Elina Zhang: What JADED, as the co-founders made it, was to really materially improve the lives of Asian Americans. Yeah, we don’t f–k around with money. It’s about paying people a proper wage, the performers, and when we are looking for money, we are looking for ways to increase the value of Asian-American performance art. I think that is so concretely powerful.
Caroline Yoo: That comes from all of our lived experiences because co-founder Lena Chen and I have been performers in different contexts as well as visual artists. In the creatives, we don’t really get paid. There are so many times in the performance world where we’re thought of as entertainment for the gallery opening. We’re fighting for space.
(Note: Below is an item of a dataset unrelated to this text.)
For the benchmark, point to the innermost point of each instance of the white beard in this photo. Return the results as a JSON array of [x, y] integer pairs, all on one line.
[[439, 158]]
Elina Zhang: And it’s also like it’s also falling into the values that the art world, the white art world is dictating. It’s kind of like, ‘Please, please let us just even be a token Asian in your show.’ That’s just so frustrating. And it kind of does feel like we really have to start bottom up rather than look to the institutions to carve out even a little bit of space.
Bonnie Fan: I think about dispelling the myth of limited pie. We know there’s so much abundance and abundance flows in a certain way. JADED’s work is to unlock that and start momentum in terms of the lip service that institutions have paid to diversifying their spaces and so on. And believing in that abundance for a collective, for a community.
Caroline Yoo: If this was our parents’ generations, our grandparents’ generations, our ancestors would be rolling around in their graves. Because it’s the Lunar New Year. All these different events that are meant for ancestor worship, for giving thanks to your family, to the world, to bring in prosperity for the new year. And you wouldn’t do that at a club, right?
It’s like, how do we create it? Traditions that are very much our own, that are the same ways of giving respect to our ancestors, giving respect to our community and bringing them prosperity. But they’re just in our own ways.